Treatment of Fragile-X Associated Tremor/Ataxia Syndrome (FXTAS) With Allopregnanolone
In Brief
A Phase 2 clinical trial evaluating Allopregnanolone for Fragile X-associated Tremor/Ataxia Syndrome. Completed, enrolled 6 participants across 1 site.
Detailed Summary
The purpose of this study is to examine the safety and efficacy of Allopregnanolone as a possible treatment for symptoms of Fragile X-associated Tremor/Ataxia Syndrome (FXTAS).
Study Details
Timeline
Interventions
Allopregnanolone is an endogenous inhibitory pregnane neurosteroid.

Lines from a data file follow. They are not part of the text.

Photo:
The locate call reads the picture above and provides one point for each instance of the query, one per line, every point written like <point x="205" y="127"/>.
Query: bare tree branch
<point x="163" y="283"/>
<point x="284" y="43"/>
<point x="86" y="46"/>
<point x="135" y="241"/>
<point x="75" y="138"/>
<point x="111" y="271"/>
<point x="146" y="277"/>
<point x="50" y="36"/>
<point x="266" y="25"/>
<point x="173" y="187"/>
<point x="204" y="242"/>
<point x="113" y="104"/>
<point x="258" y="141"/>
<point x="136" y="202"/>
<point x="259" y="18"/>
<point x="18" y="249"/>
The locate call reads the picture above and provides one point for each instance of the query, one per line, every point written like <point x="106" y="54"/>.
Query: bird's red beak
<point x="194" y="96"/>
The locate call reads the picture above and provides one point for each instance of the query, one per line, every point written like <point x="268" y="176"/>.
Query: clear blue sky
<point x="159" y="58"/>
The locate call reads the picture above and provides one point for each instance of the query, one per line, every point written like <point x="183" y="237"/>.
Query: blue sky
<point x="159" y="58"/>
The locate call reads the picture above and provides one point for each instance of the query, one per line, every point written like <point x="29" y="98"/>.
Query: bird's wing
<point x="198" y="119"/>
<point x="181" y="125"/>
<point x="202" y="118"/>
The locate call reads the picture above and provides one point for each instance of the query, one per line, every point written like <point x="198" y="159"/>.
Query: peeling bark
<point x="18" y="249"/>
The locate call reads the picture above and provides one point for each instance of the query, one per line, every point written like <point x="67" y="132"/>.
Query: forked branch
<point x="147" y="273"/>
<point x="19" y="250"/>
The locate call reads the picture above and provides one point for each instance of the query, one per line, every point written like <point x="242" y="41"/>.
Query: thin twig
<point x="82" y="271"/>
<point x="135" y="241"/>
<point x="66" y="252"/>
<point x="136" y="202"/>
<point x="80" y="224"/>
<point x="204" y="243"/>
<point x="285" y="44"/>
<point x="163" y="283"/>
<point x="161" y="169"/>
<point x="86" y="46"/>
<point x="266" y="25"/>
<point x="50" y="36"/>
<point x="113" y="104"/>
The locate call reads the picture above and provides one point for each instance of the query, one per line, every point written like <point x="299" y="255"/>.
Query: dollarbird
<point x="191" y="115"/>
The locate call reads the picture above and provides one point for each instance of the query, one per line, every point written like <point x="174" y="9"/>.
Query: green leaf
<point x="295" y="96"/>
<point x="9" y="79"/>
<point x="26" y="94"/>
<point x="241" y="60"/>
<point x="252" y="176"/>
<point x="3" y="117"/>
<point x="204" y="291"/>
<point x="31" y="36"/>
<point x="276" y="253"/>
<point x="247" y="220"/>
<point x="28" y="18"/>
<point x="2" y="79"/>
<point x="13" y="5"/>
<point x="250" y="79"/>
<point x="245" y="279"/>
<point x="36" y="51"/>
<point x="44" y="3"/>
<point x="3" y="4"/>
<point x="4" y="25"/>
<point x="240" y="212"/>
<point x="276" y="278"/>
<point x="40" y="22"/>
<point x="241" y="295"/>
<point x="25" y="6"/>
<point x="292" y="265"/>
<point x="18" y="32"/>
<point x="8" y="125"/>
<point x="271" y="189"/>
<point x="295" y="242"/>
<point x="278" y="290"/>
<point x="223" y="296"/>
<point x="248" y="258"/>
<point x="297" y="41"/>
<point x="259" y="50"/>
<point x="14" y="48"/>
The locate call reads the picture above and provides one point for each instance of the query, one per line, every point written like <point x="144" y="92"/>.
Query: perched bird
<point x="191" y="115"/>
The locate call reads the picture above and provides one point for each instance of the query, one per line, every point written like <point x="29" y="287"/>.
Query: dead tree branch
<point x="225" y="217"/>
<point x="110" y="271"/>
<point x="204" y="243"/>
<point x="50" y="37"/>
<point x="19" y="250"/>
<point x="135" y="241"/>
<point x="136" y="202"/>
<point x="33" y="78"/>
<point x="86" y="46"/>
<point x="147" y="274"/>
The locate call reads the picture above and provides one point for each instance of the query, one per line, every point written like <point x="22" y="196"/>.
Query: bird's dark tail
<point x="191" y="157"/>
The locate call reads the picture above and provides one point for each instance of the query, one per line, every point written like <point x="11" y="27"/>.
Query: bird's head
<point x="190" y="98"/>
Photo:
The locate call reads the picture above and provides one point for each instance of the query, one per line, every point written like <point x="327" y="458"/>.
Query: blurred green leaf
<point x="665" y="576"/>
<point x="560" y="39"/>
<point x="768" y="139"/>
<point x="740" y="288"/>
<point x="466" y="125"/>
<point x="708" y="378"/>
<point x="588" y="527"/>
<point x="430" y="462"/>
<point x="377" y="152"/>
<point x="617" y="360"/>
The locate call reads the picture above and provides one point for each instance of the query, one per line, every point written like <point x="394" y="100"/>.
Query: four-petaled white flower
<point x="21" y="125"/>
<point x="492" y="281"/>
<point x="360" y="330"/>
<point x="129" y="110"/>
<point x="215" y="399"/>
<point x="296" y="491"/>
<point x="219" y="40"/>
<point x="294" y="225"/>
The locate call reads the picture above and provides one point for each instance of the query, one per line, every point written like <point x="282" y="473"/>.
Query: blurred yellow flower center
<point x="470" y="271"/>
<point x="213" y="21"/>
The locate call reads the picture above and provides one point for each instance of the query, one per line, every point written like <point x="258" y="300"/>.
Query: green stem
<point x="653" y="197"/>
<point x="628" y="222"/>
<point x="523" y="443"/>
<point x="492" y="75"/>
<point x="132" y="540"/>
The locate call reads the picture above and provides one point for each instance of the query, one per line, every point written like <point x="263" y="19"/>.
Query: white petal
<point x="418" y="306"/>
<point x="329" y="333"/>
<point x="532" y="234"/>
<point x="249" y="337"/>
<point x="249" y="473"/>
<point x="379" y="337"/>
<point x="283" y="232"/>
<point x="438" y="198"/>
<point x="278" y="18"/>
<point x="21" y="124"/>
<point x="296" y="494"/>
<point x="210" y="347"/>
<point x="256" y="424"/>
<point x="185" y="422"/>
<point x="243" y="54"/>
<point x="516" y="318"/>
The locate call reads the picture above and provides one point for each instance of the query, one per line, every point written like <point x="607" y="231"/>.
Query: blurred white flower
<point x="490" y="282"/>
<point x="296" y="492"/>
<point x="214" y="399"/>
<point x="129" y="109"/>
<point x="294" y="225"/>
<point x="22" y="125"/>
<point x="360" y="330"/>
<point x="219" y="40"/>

It is synthesized from progesterone, and is a potent positive allosteric modulator of the action of γ-aminobutyric acid at GABAA receptor. Subjects will receive up to 12 infusions in the study. Subjects will all begin with 2.0 mg dosage. If tolerated, the next infusion will be 4.0 mg, and if that is tolerated, the next infusion will be 6.0 mg. Subject infusions will remain stable at the highest dosage tolerated for the remainder of the study. Each infusion will consist of 2.0 mg, 4.0 mg, or 6.0 mg aliquots of the 0.5 mg/ml allopregnanolone in 6% sulfobutylether-β-cyclodextrin with 0.9% sodium chloride injection solution.